Wayne White, a former senior US State Department intelligence official now a policy expert with Washington’s Middle East Policy Council, said the involvement of the powerful military was key to Mursi’s concession.
Perception that opposition had grown to Mursi’s rule likely pushed the generals to “inform him that they cannot continue to keep the peace and that he should make serious concessions to the opposition,” he said.
A demand by the army on Saturday for Mursi and the opposition to open dialogue to avert a “disastrous” worsening of the crisis — which the military said it “will not allow” — was a warning to both sides, observers said.

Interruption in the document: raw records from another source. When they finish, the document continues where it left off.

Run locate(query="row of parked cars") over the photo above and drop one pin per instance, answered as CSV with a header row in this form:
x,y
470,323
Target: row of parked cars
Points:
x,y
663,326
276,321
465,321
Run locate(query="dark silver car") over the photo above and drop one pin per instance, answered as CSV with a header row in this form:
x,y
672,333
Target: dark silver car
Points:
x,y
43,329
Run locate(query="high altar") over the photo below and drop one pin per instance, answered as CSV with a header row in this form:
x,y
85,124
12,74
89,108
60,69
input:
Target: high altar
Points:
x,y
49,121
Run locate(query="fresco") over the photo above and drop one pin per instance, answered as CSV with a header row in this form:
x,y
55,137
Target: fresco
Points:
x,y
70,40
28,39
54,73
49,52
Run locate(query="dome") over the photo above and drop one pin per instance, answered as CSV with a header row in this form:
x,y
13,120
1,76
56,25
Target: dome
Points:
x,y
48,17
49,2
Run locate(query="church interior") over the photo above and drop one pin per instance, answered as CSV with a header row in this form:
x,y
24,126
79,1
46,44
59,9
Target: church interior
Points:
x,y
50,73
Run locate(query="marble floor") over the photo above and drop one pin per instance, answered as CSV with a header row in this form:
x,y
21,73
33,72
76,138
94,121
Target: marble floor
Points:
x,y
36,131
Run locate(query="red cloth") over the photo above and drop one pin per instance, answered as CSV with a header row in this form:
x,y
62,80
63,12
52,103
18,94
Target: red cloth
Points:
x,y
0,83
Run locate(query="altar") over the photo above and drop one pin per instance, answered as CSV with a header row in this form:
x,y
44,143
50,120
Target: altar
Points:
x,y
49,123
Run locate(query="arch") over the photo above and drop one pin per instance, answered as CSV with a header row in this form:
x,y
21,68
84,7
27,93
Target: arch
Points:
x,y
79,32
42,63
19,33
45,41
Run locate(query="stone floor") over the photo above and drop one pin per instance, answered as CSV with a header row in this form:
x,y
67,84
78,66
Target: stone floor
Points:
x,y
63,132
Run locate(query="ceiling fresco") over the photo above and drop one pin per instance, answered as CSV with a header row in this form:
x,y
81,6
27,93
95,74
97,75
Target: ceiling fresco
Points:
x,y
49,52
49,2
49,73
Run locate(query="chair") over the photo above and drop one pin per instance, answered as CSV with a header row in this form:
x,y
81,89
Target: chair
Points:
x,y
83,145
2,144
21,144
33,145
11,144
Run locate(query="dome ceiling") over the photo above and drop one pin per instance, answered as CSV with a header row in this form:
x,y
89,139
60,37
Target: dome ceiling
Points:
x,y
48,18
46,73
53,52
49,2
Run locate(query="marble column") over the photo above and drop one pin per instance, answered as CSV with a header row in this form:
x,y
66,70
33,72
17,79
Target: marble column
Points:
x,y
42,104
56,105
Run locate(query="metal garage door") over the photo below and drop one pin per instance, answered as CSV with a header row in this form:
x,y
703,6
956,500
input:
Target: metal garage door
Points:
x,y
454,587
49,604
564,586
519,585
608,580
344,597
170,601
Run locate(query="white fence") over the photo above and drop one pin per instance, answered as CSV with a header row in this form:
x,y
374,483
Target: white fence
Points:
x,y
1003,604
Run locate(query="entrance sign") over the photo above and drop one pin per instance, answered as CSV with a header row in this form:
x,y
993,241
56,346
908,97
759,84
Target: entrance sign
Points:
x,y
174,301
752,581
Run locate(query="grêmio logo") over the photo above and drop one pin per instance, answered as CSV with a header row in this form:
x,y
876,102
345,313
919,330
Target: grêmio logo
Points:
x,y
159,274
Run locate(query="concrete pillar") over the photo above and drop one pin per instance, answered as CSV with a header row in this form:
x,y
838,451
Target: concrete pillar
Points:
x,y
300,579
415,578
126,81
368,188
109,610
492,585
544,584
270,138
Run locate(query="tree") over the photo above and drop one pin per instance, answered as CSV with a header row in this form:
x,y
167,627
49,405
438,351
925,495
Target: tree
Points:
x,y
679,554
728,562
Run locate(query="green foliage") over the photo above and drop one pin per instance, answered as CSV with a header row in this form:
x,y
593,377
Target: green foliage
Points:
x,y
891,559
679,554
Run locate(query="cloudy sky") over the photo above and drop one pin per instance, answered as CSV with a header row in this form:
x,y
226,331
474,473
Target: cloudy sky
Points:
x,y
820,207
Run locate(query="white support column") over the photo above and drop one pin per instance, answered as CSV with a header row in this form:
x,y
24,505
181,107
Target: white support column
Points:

It was addressed “as much to the Muslim Brotherhood as to the liberals (the opposition),” Hassan Nafaa, an Egyptian political watcher and columnist, told AFP.
Analysts agreed that Mursi, elected with a slim mandate in June, would probably see the referendum adopt the constitution drafted mostly by his Islamist allies, in no small part thanks to his Muslim Brotherhood. But they warned the effects of that would be damaging.
“The Muslim Brotherhood believes that it has majority support so it can win the constitutional referendum,” said Eric Trager, an analyst at the Washington Institute for Near East Policy.
If that occurred, it would “set up the country for prolonged instability,” he warned.
Mursi saw himself and the Brotherhood as the sole best defenders of Egypt’s fledgling democracy post-Hosni Mubarak, Egypt’s strongman for 30 years who was toppled early last year, according to analysts.
“Mursi’s miscalculation... was to think that everyone understood the results of the Egyptian elections the way the Brothers did,” Steven Cook wrote in the Foreign Affairs magazine published by the American Council on Foreign Relations.
“In other words, that they gave him and his party a mandate to rule with little regard to those who might disagree.”
But Yasser El-Shimy, an Egypt-based analyst for the International Crisis Group, judged that the Brotherhood’s trench mentality stemmed from “all the attacks against it” — both in the media and physically — against its members and offices.
Mursi saw an initial outreach to the opposition spurned, so felt he was right in trying to bulldoze ahead, Shimy said.
Circumstances forced the last-minute concessions, but “whether they will be enough for hard-line opposition figures remains to be seen.”
The anti-Mursi mood in Cairo’s streets in recent days has swung close to the revolutionary zeal seen during Mubarak’s ouster in early 2011.
Bringing both camps back to a democratic forum, with its inevitable compromises and horse-trading, requires overcoming ideological stands and a mutual mistrust that has been hardened by the weeks of confrontation.